NetLicensing is excited about the GDPR and the strong data privacy and security principles that it emphasizes
- What is the GDPR?
- Do you need to comply with the GDPR?
- Does it matter whether you are a controller or a processor?
- How NetLicensing comply with the GDPR?
- How can NetLicensing assist in your GDPR compliance efforts?
The GDPR is effective on May 25, 2018, and setting a high bar for global privacy rights and compliance. We prepared our business and compliance processes for the GDPR to take effect, and this guide is intended to help our customers/vendors do the same.
Please note that this guide is for informational purposes only, and should not be relied upon as legal advice.
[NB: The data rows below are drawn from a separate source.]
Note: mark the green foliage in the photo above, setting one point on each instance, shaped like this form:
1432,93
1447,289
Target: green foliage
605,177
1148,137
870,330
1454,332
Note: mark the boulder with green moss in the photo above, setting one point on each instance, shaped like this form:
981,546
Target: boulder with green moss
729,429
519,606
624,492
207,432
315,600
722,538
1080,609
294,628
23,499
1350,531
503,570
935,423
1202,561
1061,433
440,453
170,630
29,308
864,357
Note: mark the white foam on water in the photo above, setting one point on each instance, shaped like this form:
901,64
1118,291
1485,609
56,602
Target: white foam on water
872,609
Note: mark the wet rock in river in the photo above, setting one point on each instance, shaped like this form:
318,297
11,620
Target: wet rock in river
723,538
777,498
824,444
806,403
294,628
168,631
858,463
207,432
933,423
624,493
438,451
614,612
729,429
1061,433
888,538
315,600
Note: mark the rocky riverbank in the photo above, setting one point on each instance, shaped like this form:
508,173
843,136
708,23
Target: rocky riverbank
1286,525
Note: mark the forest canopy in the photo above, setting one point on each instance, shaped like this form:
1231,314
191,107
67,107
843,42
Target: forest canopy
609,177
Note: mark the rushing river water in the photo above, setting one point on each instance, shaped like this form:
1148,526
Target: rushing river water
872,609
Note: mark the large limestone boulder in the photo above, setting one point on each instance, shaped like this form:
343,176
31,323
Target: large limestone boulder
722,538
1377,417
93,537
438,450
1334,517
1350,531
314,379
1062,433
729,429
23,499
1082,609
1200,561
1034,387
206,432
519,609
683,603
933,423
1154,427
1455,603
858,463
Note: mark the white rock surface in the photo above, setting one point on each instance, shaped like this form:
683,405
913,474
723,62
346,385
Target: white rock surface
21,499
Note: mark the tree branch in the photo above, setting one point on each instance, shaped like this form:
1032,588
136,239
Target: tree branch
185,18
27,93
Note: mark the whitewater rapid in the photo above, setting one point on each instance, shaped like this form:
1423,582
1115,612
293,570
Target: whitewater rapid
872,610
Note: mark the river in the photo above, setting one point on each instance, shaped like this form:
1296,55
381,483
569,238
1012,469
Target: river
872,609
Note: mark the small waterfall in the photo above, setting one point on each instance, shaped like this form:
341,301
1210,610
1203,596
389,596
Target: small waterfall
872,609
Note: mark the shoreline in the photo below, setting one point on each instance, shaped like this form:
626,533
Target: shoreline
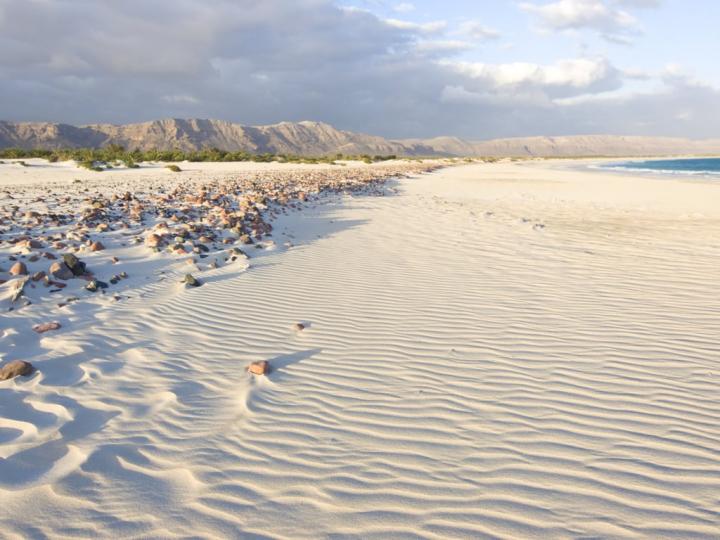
502,350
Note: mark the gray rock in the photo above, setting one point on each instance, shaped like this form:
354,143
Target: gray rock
14,369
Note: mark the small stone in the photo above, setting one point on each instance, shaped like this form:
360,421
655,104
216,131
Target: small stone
76,266
259,368
14,369
190,281
60,270
153,240
46,327
96,285
18,269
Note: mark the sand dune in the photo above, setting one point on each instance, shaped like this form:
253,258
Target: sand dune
507,350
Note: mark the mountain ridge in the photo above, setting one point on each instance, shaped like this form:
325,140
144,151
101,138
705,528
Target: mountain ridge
318,138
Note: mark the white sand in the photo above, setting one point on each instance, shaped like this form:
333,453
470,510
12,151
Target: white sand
466,373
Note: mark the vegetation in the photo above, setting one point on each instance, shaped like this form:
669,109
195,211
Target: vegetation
93,158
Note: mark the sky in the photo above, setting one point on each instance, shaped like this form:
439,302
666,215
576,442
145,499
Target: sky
477,69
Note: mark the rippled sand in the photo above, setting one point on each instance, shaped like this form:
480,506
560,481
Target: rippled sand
509,350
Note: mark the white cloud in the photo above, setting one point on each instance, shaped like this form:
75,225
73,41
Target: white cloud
476,30
576,73
404,7
432,27
599,15
262,62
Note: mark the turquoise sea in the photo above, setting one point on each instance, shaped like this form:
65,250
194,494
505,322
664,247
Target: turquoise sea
687,166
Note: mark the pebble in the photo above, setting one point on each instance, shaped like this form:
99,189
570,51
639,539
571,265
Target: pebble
46,327
18,269
259,368
190,281
14,369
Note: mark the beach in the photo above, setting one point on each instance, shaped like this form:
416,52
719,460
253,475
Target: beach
490,350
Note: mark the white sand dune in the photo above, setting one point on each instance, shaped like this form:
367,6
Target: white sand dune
508,350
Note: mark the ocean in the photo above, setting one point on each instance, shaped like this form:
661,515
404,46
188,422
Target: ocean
688,166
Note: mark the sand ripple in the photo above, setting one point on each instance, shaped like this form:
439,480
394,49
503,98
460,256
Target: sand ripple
463,374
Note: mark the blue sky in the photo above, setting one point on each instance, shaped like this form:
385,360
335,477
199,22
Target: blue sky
478,70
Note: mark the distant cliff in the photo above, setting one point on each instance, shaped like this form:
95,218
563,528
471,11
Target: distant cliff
316,138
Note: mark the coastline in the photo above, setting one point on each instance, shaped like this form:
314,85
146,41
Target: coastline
507,349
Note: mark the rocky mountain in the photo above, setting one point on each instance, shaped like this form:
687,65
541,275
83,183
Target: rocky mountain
301,138
316,138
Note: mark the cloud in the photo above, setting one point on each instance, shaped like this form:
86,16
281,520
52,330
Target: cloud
478,31
606,18
432,27
404,7
262,62
563,78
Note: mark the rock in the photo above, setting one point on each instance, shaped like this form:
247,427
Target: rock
190,281
76,266
46,327
18,269
60,270
31,244
96,285
19,287
259,368
14,369
153,240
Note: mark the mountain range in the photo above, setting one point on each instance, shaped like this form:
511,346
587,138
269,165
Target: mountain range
317,138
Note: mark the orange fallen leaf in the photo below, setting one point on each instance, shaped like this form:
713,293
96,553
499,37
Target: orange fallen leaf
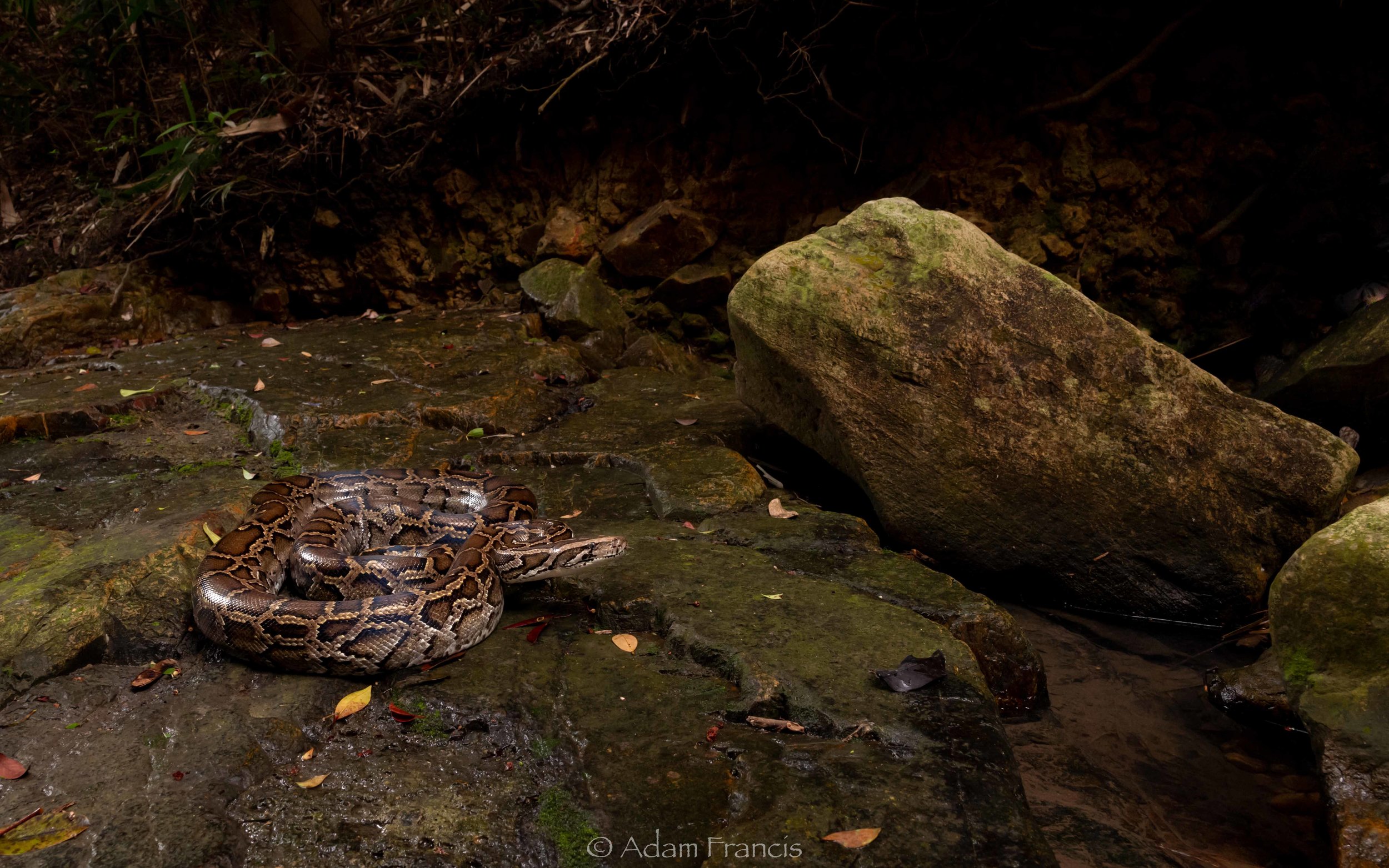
352,705
10,769
399,714
855,838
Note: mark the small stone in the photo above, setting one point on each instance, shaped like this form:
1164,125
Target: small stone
567,235
695,288
1118,175
660,240
1246,763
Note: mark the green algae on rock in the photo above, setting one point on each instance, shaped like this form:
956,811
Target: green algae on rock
1342,379
1009,427
1327,610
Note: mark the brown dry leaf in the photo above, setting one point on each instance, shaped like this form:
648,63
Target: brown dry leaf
274,123
776,510
352,703
10,769
42,832
146,678
9,217
855,838
766,723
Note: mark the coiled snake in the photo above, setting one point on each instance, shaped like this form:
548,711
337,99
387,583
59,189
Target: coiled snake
398,569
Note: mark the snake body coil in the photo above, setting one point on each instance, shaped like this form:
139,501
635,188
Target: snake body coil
398,569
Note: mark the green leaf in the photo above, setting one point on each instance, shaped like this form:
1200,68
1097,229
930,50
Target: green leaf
42,831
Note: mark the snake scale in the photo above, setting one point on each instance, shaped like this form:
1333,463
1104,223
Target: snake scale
396,569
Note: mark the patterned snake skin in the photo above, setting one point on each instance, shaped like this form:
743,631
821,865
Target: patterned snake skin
398,569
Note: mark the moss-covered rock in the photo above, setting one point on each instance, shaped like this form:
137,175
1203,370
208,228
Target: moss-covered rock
577,303
1328,610
1342,379
89,307
1009,427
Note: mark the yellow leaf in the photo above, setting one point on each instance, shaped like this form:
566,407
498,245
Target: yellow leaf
42,831
776,510
855,838
352,703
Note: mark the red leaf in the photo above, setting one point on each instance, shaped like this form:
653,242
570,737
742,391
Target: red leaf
10,769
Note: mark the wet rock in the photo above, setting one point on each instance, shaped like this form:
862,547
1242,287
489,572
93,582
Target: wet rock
695,288
577,303
95,306
1327,609
521,752
659,352
271,302
1006,425
1342,381
1255,694
568,235
660,240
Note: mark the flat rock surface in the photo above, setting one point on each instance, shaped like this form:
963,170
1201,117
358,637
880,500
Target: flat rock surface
523,752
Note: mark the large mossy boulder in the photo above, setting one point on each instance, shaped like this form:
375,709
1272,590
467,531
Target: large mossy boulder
1016,431
1328,610
1342,379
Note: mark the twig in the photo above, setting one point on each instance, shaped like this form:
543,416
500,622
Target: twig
1113,77
1230,218
21,821
556,92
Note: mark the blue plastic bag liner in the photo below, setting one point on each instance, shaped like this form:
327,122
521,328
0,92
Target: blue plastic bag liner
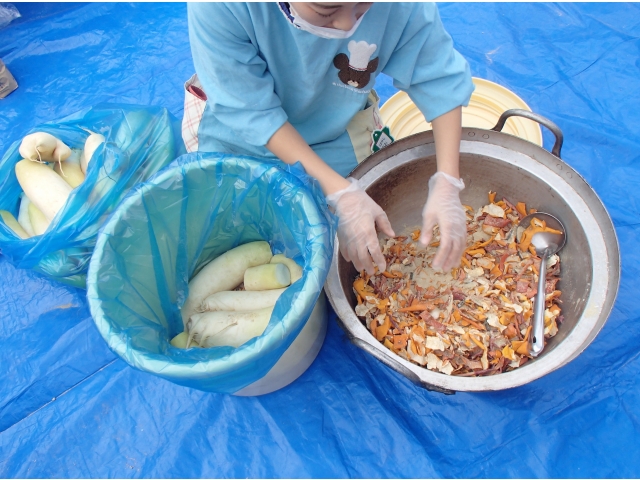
347,416
139,142
171,226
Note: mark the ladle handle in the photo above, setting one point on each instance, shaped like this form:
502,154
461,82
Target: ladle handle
537,343
517,112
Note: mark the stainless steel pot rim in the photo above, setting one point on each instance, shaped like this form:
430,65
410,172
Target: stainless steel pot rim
584,331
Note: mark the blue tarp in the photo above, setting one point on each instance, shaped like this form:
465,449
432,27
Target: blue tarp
70,408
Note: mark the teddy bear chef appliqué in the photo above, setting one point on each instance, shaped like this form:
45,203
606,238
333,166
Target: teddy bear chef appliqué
356,69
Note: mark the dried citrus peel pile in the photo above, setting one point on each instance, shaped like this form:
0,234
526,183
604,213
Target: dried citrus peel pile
474,320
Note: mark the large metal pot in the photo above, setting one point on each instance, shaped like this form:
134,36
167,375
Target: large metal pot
396,177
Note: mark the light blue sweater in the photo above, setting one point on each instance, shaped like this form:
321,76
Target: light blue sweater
258,71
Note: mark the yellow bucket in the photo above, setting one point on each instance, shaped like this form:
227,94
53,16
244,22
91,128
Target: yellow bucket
488,101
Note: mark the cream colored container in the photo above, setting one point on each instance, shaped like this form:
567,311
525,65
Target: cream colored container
488,102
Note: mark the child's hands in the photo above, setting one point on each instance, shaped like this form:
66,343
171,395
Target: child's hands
444,208
358,215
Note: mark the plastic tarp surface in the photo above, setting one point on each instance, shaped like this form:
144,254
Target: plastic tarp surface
69,408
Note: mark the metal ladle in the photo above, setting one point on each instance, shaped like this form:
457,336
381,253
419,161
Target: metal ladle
545,244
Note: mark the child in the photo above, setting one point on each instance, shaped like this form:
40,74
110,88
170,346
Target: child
293,81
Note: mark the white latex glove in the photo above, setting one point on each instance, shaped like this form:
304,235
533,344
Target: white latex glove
358,216
444,208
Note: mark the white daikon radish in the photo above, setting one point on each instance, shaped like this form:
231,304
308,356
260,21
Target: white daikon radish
90,145
44,187
240,301
224,273
180,341
71,171
267,277
39,222
216,329
43,147
11,222
294,269
23,215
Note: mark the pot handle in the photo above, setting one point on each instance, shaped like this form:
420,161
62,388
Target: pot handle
517,112
398,367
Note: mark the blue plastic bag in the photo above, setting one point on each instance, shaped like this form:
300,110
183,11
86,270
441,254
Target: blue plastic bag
139,141
169,227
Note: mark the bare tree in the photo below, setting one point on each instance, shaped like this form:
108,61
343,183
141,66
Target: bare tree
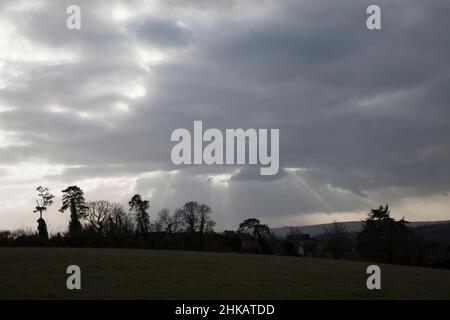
196,217
170,223
98,213
140,207
45,199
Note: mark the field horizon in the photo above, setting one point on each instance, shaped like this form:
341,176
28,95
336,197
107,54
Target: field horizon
162,274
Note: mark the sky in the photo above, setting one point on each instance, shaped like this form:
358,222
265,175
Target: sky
364,115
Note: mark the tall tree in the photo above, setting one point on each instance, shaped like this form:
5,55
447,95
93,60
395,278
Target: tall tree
73,199
98,213
45,200
255,227
337,239
383,238
170,223
140,207
196,217
260,231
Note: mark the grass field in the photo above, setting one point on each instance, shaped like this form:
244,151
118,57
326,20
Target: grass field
40,273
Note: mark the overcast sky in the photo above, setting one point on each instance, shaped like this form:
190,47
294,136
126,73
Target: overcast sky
364,116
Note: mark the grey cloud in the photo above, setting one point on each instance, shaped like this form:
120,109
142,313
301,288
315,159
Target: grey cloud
360,110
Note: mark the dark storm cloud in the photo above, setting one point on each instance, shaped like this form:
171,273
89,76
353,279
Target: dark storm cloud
360,110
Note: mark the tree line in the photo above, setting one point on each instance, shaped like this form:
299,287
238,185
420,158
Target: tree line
105,223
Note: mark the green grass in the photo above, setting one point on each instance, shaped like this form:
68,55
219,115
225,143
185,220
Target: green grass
39,273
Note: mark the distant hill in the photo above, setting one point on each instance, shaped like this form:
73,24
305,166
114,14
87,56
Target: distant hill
352,226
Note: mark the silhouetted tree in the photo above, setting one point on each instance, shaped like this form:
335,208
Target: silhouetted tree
169,223
45,199
73,199
260,231
382,237
140,207
255,227
337,239
206,223
98,213
119,222
196,217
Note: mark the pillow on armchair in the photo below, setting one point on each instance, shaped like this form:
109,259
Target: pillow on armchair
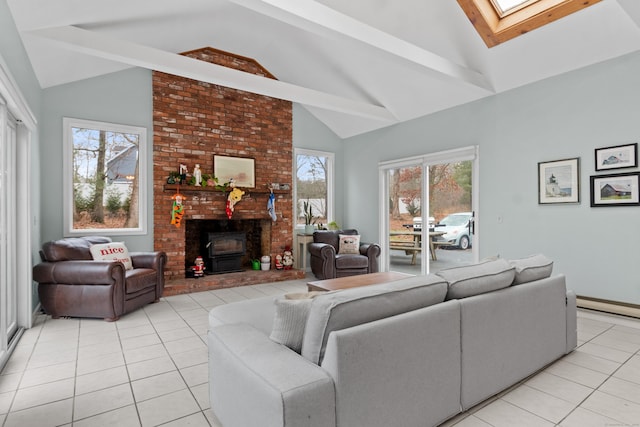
349,244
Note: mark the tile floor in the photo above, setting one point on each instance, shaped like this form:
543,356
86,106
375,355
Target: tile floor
150,368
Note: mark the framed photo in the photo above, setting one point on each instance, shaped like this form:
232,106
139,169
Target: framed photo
559,181
241,170
618,157
615,190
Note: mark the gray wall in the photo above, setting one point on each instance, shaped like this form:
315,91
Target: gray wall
561,117
15,58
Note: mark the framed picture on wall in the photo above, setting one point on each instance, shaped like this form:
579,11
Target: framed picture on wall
618,157
615,190
559,181
241,170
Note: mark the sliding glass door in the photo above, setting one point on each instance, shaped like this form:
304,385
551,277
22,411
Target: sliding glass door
8,203
428,217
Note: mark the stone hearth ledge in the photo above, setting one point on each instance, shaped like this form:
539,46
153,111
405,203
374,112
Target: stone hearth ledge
229,280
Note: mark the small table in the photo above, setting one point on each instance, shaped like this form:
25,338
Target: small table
414,246
356,281
302,240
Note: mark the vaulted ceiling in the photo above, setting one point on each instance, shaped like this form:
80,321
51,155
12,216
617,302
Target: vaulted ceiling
357,65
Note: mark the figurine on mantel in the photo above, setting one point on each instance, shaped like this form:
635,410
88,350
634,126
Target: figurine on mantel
197,175
287,259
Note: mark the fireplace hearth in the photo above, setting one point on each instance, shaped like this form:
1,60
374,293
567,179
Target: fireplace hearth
224,251
226,245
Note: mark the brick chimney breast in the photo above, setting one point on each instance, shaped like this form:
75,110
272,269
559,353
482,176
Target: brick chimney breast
192,122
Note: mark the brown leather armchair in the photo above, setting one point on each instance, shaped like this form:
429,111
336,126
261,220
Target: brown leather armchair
327,263
71,283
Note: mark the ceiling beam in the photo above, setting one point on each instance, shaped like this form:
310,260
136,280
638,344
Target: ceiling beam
102,46
315,17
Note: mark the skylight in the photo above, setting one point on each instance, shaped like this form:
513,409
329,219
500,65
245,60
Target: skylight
504,7
498,21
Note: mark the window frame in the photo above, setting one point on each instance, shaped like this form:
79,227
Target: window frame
495,29
67,166
330,178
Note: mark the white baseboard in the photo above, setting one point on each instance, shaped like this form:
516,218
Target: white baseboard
609,307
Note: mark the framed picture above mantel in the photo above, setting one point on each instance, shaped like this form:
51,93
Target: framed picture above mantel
240,170
559,181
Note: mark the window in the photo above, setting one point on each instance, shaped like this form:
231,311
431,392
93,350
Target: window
498,21
105,178
314,186
505,7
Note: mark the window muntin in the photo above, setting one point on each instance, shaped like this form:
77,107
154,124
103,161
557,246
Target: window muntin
314,185
105,178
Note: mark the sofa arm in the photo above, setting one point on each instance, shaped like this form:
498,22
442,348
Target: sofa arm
256,381
153,260
372,252
79,272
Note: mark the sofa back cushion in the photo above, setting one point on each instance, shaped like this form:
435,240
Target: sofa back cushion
477,279
532,268
350,307
71,248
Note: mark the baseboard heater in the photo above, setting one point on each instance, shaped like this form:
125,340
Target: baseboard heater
613,307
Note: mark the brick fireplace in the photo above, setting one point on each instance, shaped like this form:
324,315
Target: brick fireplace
193,121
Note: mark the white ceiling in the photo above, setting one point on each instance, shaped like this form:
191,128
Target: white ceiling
357,65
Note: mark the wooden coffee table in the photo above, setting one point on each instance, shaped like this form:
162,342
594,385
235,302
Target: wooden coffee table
356,281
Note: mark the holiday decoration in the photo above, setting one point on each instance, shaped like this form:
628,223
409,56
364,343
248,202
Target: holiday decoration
198,268
235,196
287,259
177,210
271,206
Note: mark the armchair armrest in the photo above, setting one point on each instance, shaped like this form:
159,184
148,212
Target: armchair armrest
256,381
153,260
372,252
79,272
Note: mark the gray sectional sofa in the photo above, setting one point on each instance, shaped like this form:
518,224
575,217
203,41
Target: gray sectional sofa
413,352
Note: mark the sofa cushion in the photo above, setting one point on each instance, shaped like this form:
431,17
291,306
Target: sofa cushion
257,312
532,268
349,244
477,279
350,307
292,311
113,251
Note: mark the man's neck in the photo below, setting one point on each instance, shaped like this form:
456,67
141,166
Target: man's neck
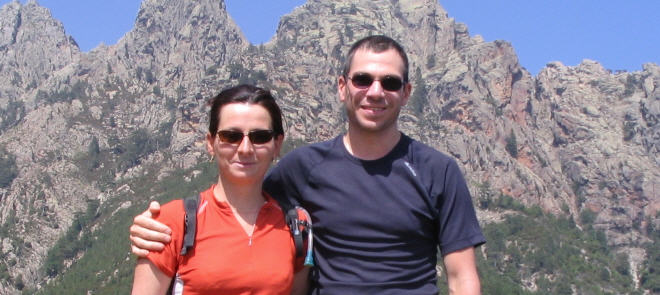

We encourage you to work with legal and other professional counsel to determine precisely how the GDPR might apply to your organization.
What is the GDPR?
The General Data Protection Regulation, a European privacy law approved by the European Commission in 2016. The GDPR replaced a prior European Union privacy directive known as Directive 95/46/EC, which has been the basis of European data protection law since 1995.
A regulation such as the GDPR is a binding act, which must be followed in its entirety throughout the EU. The GDPR is an attempt to strengthen, harmonize, and modernize EU data protection law and enhance individual rights and freedoms, consistent with the European understanding of privacy as a fundamental human right. The GDPR regulates, among other things, how individuals and organizations may obtain, use, store, and eliminate personal data.
The GDPR was adopted in April 2016 and is effective on May 25, 2018.
Who does it affect?
The scope of the GDPR is very broad. The GDPR affects all organizations established in the EU, and all organizations involved in processing personal data of EU citizens. The latter is the GDPR’s introduction of the principle of “extraterritoriality”; meaning, the GDPR applies to any organization processing personal data of EU citizens - regardless of where it is established, and regardless of where its processing activities take place. This means the GDPR could apply to any organization anywhere in the world, and all organizations should perform an analysis to determine whether or not they are processing the personal data of EU citizens. The GDPR also applies across all industries and sectors.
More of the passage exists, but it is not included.